Tips & Notes Pro tips Shake vigorously for 10-15 seconds to fully aerate the egg white and create a stable, creamy foam. Chill your coupe or cocktail glass beforehand; a cold glass keeps the drink properly chilled longer. Use fresh, high-quality egg to ensure the best foam texture and flavor. Dust the foam top with powdered sugar just before serving for both flavor and presentation. Substitutions Old Mr. Boston Sloe Gin → any sloe gin (note: flavor intensity may vary by brand) Old Mr. Boston California Brandy → cognac or other quality brandy (note: will shift flavor profile slightly warmer) Sweet Cream → heavy cream or half-and-half (note: optional ingredient for creaminess) Common Questions Is it safe to use raw egg in the Chocolate Flip? Raw eggs carry a small food safety risk. Use pasteurized eggs or egg white product if concerned about raw egg consumption.

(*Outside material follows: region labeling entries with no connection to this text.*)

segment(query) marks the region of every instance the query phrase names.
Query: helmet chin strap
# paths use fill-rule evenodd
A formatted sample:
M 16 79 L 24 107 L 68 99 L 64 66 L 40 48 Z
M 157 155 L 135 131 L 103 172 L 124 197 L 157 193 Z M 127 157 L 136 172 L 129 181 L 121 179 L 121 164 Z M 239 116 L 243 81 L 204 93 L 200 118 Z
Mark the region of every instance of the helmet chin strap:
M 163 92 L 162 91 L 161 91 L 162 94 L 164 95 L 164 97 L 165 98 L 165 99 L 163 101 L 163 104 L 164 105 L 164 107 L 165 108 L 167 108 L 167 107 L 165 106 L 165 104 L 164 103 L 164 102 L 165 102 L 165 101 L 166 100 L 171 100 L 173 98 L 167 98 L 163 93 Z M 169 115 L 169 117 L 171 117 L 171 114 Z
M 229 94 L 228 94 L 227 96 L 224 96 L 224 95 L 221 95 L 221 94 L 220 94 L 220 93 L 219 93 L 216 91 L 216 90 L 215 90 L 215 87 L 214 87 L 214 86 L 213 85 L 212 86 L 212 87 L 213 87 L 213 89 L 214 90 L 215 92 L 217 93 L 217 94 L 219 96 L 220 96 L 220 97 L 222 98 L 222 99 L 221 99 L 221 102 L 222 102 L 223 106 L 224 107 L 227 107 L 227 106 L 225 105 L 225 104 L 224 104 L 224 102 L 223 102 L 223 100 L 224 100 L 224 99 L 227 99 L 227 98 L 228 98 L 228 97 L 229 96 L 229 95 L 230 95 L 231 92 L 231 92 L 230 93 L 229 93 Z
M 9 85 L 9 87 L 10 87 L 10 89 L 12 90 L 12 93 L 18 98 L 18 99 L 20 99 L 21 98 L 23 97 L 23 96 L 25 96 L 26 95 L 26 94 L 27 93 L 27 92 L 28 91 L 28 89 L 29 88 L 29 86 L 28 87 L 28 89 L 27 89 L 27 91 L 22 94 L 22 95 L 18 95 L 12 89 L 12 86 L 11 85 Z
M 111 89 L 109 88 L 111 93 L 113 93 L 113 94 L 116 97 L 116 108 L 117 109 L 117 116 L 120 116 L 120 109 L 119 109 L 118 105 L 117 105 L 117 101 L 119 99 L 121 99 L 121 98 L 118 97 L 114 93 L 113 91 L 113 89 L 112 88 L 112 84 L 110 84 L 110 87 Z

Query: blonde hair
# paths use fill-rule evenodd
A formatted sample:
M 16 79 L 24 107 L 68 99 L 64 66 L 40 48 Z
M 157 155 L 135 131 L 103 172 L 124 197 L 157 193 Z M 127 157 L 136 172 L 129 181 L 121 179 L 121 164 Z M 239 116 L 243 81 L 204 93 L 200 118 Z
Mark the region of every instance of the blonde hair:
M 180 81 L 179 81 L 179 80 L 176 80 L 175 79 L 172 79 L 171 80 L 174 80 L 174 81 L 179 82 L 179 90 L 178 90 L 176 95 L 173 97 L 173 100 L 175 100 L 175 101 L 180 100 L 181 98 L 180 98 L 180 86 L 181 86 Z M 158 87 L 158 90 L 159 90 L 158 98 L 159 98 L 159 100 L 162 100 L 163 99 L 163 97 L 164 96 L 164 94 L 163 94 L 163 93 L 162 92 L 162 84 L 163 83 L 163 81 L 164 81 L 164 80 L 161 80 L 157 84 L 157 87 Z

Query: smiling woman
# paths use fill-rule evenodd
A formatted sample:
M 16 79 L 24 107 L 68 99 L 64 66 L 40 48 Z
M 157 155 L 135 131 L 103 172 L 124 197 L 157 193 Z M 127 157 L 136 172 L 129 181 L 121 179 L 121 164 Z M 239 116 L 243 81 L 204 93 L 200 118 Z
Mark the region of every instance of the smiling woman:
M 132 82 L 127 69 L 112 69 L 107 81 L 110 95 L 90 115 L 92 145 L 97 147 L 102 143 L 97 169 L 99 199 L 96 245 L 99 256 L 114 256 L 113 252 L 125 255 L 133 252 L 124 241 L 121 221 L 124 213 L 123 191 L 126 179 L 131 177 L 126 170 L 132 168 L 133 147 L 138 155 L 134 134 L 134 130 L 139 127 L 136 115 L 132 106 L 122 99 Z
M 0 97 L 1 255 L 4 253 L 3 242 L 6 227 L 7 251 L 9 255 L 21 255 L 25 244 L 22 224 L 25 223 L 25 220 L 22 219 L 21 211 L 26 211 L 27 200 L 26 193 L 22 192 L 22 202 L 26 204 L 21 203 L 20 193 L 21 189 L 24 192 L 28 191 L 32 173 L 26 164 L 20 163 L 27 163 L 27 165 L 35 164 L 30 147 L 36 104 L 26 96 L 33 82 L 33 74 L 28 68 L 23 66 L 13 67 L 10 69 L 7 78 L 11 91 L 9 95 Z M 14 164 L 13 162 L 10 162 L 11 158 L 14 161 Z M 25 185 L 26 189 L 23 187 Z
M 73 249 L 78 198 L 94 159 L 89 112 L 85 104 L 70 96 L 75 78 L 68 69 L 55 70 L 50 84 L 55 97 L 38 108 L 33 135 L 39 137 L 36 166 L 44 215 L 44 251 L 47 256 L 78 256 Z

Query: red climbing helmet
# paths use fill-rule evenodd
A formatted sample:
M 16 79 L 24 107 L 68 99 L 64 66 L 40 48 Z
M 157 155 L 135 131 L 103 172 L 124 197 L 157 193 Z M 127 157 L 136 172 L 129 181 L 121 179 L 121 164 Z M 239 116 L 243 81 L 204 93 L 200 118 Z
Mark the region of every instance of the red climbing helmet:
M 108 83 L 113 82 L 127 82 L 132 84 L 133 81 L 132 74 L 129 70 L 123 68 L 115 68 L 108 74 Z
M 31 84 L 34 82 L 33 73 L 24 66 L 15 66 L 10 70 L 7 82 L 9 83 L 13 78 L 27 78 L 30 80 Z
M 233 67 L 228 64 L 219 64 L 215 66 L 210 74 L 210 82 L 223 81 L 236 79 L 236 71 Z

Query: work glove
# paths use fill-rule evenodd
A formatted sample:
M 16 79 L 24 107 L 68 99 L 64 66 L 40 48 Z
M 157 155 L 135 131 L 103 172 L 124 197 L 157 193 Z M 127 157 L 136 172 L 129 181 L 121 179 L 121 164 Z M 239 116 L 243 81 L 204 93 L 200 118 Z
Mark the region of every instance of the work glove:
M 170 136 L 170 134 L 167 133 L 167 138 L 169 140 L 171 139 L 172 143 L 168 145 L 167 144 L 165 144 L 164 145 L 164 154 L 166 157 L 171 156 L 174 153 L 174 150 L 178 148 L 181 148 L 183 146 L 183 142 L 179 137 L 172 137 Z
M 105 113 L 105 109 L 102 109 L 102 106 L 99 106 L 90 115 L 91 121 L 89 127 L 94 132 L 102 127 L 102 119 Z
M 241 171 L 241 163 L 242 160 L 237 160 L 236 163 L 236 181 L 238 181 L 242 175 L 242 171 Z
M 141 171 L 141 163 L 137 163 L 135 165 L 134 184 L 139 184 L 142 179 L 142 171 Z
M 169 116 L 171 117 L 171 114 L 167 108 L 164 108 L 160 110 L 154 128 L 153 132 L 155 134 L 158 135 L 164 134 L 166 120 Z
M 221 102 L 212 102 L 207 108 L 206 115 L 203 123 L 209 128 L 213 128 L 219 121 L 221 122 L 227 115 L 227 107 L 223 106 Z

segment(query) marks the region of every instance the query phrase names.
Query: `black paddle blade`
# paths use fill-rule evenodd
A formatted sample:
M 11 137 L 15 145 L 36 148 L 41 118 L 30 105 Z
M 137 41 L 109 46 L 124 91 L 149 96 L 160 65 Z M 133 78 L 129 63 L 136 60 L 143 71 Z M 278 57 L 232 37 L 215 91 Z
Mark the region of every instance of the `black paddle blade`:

What does 'flip' mean in cocktail terminology? A flip is a class of cocktails made with spirits, sugar, and whole egg (or egg white), shaken vigorously to create a creamy, foamy texture.
Can I make a non-alcoholic version? A true Chocolate Flip requires the brandy and sloe gin for flavor. Non-alcoholic substitutes will not replicate the original drink.
Why is powdered sugar used instead of simple syrup? Powdered sugar dissolves quickly in the shaken mixture and creates a smoother texture than granulated sugar; it also garnishes the foam top.
How full should the shaker be when making this cocktail? Fill the shaker about three-quarters full with ice to allow enough room for vigorous shaking and proper egg white aeration.